Most of the country was enthused when KP Sharma Oli became the prime minister of a strong government four and a half months ago. Particularly after the formal merger between the country’s two biggest communist parties, there was hope that the government under the newly-minted Nepal Communist Party would herald an era of stability and prosperity. With the appointment of clean and capable ministers and announcement of a slew of reforms, PM Oli seemed determined to act in the country’s best interest, even by displeasing those close to him.


This was the reason we gave his government the benefit of doubt in its early days. We have also given him credit where it is due. For instance he has done a good job on foreign policy, mostly by reducing the country’s overreliance on India. But there have of late been troubling signs too: Listing of popular protest sites as prohibited areas; the underhand way in which the government tried to roll back medical education reforms; lack of follow through on its commitment to remove all cartels and syndicates; and firing of a Nepal Television anchor who had dared question the information minister on his property details—to name a few.
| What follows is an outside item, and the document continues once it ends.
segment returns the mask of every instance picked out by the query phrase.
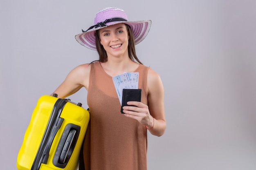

There is more than a tinge of authoritarianism in these actions. They in turn have raised fears that the communist government, in the name of stability, wants to entrench itself in power and stifle dissent. Of course, not all of its decisions have been bad, even on the domestic front. We for instance support better monitoring of NGOs and proper documentation of foreigners living in Nepal. But even here regulation, not exclusion, should be the aim.


Make no mistake. The Oli government that came to power after a landslide election victory still has considerable public support. And, again, when it is doing something worthwhile, it is the media’s duty to appreciate it. But in a democracy a government cannot expect blind support of the media and the civil society, even if it doing a lot of good. Diversity of opinion and belief are in fact the heart and soul of democracy. As important are the virtues of transparency and account­ability. To start with, government ministers and ruling party MPs should develop a habit of entertaining and listening to diverse views. An insular government is also an ineffective one, or worse.